Study establishes zebrafish as a model for flu study

In the ongoing struggle to prevent and manage seasonal flu outbreaks, animal models of influenza infection are essential to gaining better understanding of innate immune response and screening for new drugs. A research team led by University of Maine scientists has shown that two strains of human influenza A virus (IAV) can infect live zebrafish embryos, and that treatment with an anti-influenza compound reduces mortality.

It is the first study establishing the zebrafish as a model for investigating IAV infection.

"A zebrafish model of IAV infection will provide a powerful new tool in the search for new ways to prevent and treat influenza," according to the researchers, who published their findings in the journal Disease Models & Mechanisms.

The research team is led by professor Carol Kim and graduate student Kristin Gabor of UMaine's Graduate School of Biomedical Sciences and Engineering, and includes four other UMaine researchers and one from Ghent University.

Most studies of viral pathogens that can infect zebrafish have been limited to fish-specific viruses. However, in recent years, four human viral illnesses have been reported to be modeled in zebrafish—herpes simplex, hepatitis C and chikungunya and now influenza A.

For studies of flu virus infection, the researchers focused on specific sialic acids and cytokines comparable in zebrafish embryos and humans. For these studies the zebrafish embryos also were kept in a temperature range comparable to the human respiratory tract (77 to 91.4 degrees F).

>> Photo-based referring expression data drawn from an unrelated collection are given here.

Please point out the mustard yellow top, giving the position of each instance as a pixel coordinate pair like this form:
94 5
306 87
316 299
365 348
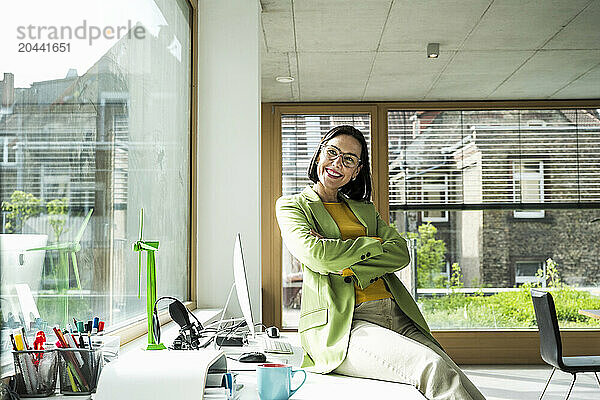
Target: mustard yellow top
351 228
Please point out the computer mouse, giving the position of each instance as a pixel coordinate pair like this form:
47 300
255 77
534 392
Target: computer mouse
254 356
272 332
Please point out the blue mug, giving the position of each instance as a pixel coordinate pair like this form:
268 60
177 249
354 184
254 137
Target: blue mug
274 381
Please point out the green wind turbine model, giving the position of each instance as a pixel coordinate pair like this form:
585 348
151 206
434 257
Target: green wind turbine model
65 249
149 247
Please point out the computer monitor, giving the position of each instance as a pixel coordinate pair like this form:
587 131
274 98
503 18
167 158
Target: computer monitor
241 283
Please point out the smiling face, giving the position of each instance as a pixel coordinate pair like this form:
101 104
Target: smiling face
333 174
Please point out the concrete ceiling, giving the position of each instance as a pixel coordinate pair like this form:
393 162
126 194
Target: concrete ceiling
374 50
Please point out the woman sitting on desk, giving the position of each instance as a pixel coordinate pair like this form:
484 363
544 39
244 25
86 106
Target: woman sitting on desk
356 317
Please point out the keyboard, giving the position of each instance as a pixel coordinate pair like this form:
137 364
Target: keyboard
276 346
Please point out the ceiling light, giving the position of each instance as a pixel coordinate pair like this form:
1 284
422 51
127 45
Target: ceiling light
433 50
285 79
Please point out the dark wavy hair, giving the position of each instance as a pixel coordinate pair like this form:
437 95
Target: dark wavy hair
360 188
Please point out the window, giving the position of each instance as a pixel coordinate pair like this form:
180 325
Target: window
435 191
463 162
301 134
529 187
492 176
525 272
109 136
8 151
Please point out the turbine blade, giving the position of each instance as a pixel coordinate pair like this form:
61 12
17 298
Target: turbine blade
139 274
141 222
76 270
83 226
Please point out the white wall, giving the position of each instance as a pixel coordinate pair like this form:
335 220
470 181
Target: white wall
228 148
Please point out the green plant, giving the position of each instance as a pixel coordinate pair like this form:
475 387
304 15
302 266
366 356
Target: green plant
456 277
430 256
20 207
57 211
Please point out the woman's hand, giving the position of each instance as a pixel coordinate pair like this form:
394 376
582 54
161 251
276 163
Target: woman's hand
319 236
316 234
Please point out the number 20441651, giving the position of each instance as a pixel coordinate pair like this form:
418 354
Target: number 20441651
27 47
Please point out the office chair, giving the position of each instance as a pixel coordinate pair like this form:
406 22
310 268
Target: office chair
551 345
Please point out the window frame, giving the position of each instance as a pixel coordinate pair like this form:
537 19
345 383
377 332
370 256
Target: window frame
488 346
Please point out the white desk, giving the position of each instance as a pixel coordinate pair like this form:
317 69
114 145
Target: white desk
316 387
319 386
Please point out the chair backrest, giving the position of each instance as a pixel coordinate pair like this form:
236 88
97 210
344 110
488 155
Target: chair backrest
545 314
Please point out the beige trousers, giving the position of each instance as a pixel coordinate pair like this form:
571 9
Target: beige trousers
385 344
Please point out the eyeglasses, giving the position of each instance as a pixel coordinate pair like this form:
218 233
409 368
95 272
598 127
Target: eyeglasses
349 160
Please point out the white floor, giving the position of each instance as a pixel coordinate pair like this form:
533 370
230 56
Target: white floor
524 382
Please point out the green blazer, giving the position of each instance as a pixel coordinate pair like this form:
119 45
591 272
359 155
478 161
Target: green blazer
327 297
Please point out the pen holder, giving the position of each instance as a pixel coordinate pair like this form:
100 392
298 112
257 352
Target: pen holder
35 372
79 370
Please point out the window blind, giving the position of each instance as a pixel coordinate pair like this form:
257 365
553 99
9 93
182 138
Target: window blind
494 158
300 136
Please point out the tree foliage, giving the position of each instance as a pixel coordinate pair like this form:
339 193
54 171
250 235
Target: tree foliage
20 207
431 257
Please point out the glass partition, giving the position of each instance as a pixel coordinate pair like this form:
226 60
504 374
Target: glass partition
91 131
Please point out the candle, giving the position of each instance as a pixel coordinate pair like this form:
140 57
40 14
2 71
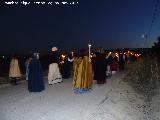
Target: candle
89 47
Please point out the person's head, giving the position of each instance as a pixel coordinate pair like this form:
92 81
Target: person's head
83 52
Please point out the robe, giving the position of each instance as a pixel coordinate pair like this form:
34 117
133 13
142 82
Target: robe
35 78
14 71
82 80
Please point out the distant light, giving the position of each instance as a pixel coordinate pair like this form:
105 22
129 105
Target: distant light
89 45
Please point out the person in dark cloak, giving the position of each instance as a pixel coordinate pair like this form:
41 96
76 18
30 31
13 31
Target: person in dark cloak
35 78
100 66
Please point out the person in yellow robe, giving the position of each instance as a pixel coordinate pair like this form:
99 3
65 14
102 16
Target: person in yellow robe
14 70
82 80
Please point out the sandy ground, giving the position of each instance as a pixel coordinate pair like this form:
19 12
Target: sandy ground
112 101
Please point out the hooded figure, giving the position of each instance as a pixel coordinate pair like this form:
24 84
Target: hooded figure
35 78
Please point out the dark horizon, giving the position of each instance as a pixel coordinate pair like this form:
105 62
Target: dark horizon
108 24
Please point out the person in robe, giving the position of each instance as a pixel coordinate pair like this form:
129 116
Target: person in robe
100 67
82 80
54 75
14 71
67 66
27 67
35 77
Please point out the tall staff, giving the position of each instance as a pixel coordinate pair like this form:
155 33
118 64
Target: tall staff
89 47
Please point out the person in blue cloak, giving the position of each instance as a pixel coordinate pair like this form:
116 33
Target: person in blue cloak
35 78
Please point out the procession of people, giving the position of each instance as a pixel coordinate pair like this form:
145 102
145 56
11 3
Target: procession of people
84 68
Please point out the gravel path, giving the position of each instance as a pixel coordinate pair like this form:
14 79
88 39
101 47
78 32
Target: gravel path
112 101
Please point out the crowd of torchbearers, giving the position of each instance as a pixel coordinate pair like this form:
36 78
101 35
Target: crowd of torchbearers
83 67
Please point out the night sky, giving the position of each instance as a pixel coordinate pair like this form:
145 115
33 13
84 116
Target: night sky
103 23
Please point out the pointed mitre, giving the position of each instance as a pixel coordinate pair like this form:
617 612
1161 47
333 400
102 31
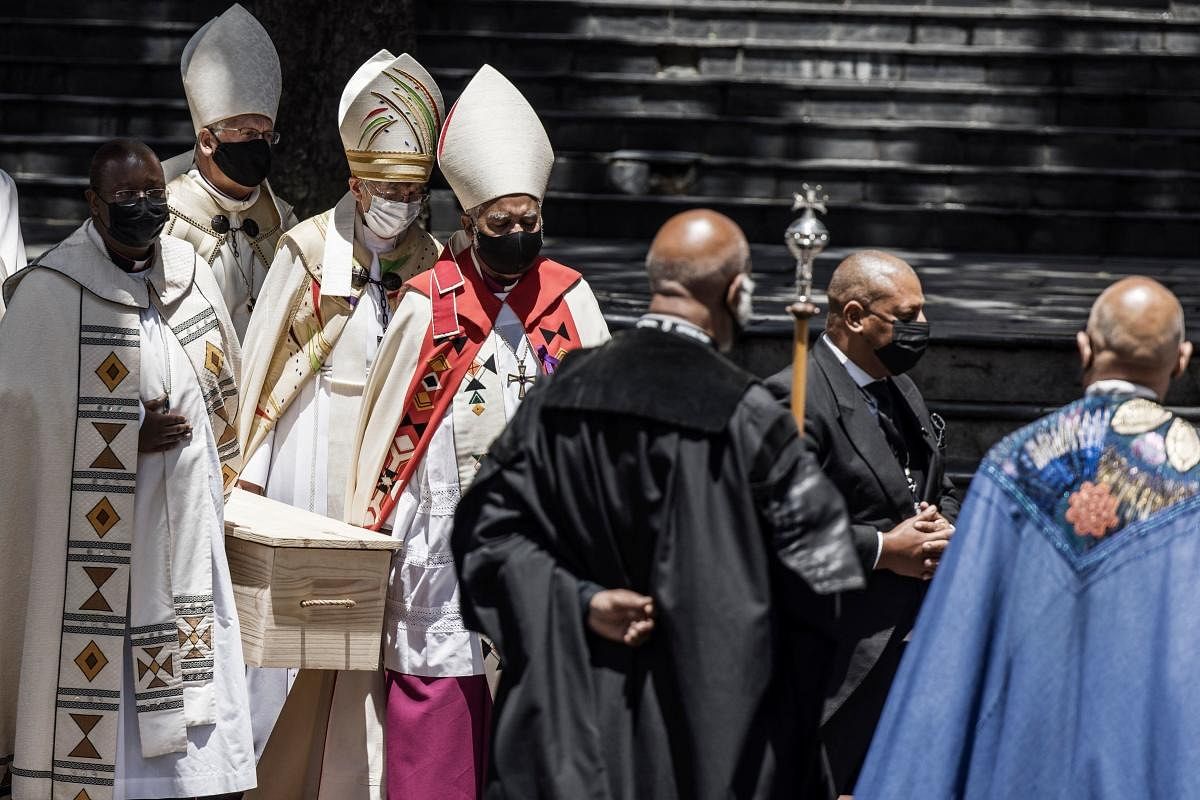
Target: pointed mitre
229 68
493 144
389 119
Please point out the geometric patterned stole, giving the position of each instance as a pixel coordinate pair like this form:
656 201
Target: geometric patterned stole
100 542
175 651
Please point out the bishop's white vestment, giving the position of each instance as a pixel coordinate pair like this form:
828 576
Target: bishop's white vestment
130 680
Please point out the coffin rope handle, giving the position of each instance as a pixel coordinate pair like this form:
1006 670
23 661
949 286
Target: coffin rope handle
319 603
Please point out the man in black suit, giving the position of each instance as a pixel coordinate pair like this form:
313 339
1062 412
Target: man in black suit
874 437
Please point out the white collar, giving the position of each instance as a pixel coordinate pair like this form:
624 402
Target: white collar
231 204
672 324
1117 386
857 373
94 235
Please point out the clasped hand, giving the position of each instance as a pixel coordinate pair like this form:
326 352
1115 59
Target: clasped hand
915 547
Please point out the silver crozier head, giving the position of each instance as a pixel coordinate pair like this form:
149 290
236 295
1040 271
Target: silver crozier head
807 236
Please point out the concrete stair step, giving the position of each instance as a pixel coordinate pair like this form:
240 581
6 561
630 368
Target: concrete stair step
942 227
133 77
903 140
666 173
983 22
839 98
991 316
868 62
69 155
196 11
101 114
142 38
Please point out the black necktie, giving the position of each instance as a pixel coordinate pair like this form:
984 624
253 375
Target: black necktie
883 401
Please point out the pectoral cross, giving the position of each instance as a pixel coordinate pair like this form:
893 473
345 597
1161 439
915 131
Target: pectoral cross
521 378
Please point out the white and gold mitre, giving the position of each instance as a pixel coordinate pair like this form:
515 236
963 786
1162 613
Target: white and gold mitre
229 68
389 119
493 144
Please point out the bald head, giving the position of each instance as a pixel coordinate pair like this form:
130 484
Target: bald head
1135 331
869 293
700 271
697 252
123 161
868 276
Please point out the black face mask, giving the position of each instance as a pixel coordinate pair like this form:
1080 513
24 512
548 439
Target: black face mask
138 223
907 344
511 254
246 163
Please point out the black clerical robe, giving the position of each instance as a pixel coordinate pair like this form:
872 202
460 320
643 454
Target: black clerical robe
653 463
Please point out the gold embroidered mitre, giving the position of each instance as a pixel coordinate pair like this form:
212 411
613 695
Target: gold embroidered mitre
389 119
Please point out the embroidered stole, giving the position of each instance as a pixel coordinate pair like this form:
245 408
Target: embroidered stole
175 649
457 366
316 322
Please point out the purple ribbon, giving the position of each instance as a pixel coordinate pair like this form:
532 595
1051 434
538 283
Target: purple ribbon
549 362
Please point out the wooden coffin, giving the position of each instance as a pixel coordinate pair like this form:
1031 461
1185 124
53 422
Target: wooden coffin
310 590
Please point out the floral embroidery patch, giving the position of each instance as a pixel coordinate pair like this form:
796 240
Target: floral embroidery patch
1102 464
1092 510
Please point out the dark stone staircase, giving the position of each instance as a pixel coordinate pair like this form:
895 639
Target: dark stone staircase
75 73
1020 154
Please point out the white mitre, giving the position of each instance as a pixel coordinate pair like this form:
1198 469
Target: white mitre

"The transparent zebrafish embryo allows researchers to visualize, track and image fluorescently labeled components of the immune response system in vivo, making it ideal for immunological research," said Kim, a UMaine microbiologist and vice president for research and graduate school dean, writing earlier this year in the journal Developmental and Comparative Immunology.

In this study, visualization of a fluorescent reporter strain of IAV in vivo demonstrated that IAV infects cell lining surfaces of the zebrafish swimbladder, as it does in the human lungs.

In addition, the antiviral drug Zanamivir, known for being effective in treating influenza A and B in humans, was tested in vivo and was found to reduce IAV infection.

The researchers note that studies of IAV infection in adult zebrafish have the potential to provide valuable insights into infectious disease processes, particularly in understanding adaptive immune response and vaccine efficacy. This is critically important in light of the rapidly developing resistance of the influenza virus to drug therapies.

"This zebrafish embryo model of IAV infection will be an important resource for dissecting molecular mechanisms of host-pathogen interactions in vivo, as well as for identifying new antiviral therapies," write the researchers.